А еще старпома упоминал во вчерашнем рассказе Белоконев. Его визит и приглашение в столовую для экипажа выглядел естественно. Однако сегодня утром Грач намеренно пропустил завтрак, чтобы проверить, посетит ли его с приглашением помощник капитана или нет. Старпом даже не заметил его отсутствия за столом! Конечно, само по себе это ничего не доказывало, все же Грач не простой пассажир, а человек при исполнении, но осадочек остался.
Когда Грач вернулся к подопечным, Дима уже встал и, болезненно морщась, искал способ передвигаться, как можно меньше беспокоя травмированную ногу. Он пытался медленно хромать, опираясь на подставленное плечо Долгова. Или прыгать на одной ноге.
– Палку бы ему, – пробормотал Грач и подставил с другой стороны собственное плечо.
– Пингвина нашел? – спросил Павел. Выглядел он жутковато – с коркой посохшей крови на лице, с заплывшей скулой, но взгляд оставался ясным – значит, сотрясения мозга не было.
– Какого пингвина? – выдал Володя сквозь зубы.
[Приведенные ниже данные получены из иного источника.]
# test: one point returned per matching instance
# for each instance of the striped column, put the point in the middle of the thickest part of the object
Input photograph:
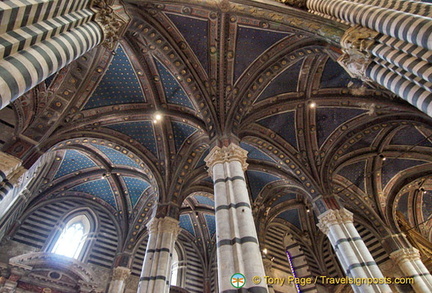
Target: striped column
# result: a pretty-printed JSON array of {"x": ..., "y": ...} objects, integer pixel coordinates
[
  {"x": 409, "y": 261},
  {"x": 118, "y": 281},
  {"x": 39, "y": 37},
  {"x": 402, "y": 68},
  {"x": 156, "y": 270},
  {"x": 414, "y": 7},
  {"x": 350, "y": 249},
  {"x": 236, "y": 238}
]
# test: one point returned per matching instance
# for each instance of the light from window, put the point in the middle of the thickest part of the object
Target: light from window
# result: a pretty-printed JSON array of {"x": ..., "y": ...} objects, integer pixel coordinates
[{"x": 71, "y": 239}]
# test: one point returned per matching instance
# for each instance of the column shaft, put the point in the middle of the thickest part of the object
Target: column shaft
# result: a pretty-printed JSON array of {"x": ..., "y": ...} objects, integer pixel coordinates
[
  {"x": 236, "y": 238},
  {"x": 156, "y": 270},
  {"x": 350, "y": 249},
  {"x": 404, "y": 26}
]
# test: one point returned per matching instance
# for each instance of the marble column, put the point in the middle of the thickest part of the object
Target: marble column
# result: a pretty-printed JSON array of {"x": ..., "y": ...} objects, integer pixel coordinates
[
  {"x": 237, "y": 244},
  {"x": 156, "y": 270},
  {"x": 119, "y": 278},
  {"x": 353, "y": 255},
  {"x": 409, "y": 261}
]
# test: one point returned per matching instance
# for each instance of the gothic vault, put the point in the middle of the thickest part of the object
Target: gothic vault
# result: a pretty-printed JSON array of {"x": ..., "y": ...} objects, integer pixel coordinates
[{"x": 190, "y": 141}]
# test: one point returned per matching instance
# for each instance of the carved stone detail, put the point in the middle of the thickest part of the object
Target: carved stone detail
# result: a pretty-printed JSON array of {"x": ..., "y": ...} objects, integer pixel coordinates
[
  {"x": 112, "y": 19},
  {"x": 121, "y": 273},
  {"x": 405, "y": 254},
  {"x": 356, "y": 44},
  {"x": 166, "y": 224},
  {"x": 294, "y": 3},
  {"x": 334, "y": 217},
  {"x": 8, "y": 163},
  {"x": 228, "y": 154}
]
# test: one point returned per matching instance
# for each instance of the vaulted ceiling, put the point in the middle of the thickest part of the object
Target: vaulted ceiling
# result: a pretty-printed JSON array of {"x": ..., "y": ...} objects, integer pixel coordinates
[{"x": 265, "y": 75}]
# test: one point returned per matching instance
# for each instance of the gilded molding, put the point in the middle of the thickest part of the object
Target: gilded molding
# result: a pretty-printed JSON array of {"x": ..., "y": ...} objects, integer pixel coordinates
[
  {"x": 121, "y": 273},
  {"x": 405, "y": 254},
  {"x": 356, "y": 44},
  {"x": 227, "y": 154},
  {"x": 164, "y": 225},
  {"x": 334, "y": 217}
]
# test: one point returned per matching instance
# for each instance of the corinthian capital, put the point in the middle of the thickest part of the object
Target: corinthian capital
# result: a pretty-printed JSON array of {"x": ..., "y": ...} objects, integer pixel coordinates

Сухов был тяжелый, неповоротливый, и ушибленное плечо тотчас начало ныть, хотя терпеть было можно.
– Который обвал устроил.
– Какие пингвины на верхотуре, Паш? – вопросом на вопрос ответил Володя. – Неудачное стечение обстоятельств. Или чье-то баловство.
– Ветер-то как раз стих, – медленно произнес Долгов. – Землетрясения не было. Громких звуков тоже. Да и не снег это, который срывается при громких звуках… Наверху заметил кого?
– Следы есть, совсем свежие. Но я никого не видел.
– Ладно, потом обсудим, – Паша поудобнее перехватил руку Дмитрия. – Готов к спуску? Тогда вперед!
Дорога вниз заняла время. Уже на подходе к разрушенной китобойной базе они услышали громкий гудок с корабля – сигнал возвращения на борт, так подгоняли зазевавшихся туристов.
– Вот, по нашу душу, – отметил Павел. – Потеряли.
– Давайте быстрее, – засуетился было Дмитрий.
– Ничего, без нас не уплывут! – сказал Грач.
На берегу кабинки для переодевания были собраны, лодка с пассажирами ушла, но оставался «Зодиак», привезший матросов. Рядом с ним стоял старпом и нервно металась по галечному пляжу Патрисия – почему-то с сумками в руках. Завидев процессию, она бросила сумки и побежала к мужу, оскальзываясь на камнях.
– О, мой бог! Поль, с тобой все хорошо? Что случилось? – от волнения она выкрикивала фразы по-французски, но Володя, хотя язык понимал с пятого на десятое, догадался о содержании по ее виду. – Я сто раз уже пожалела, что не пошла с тобой!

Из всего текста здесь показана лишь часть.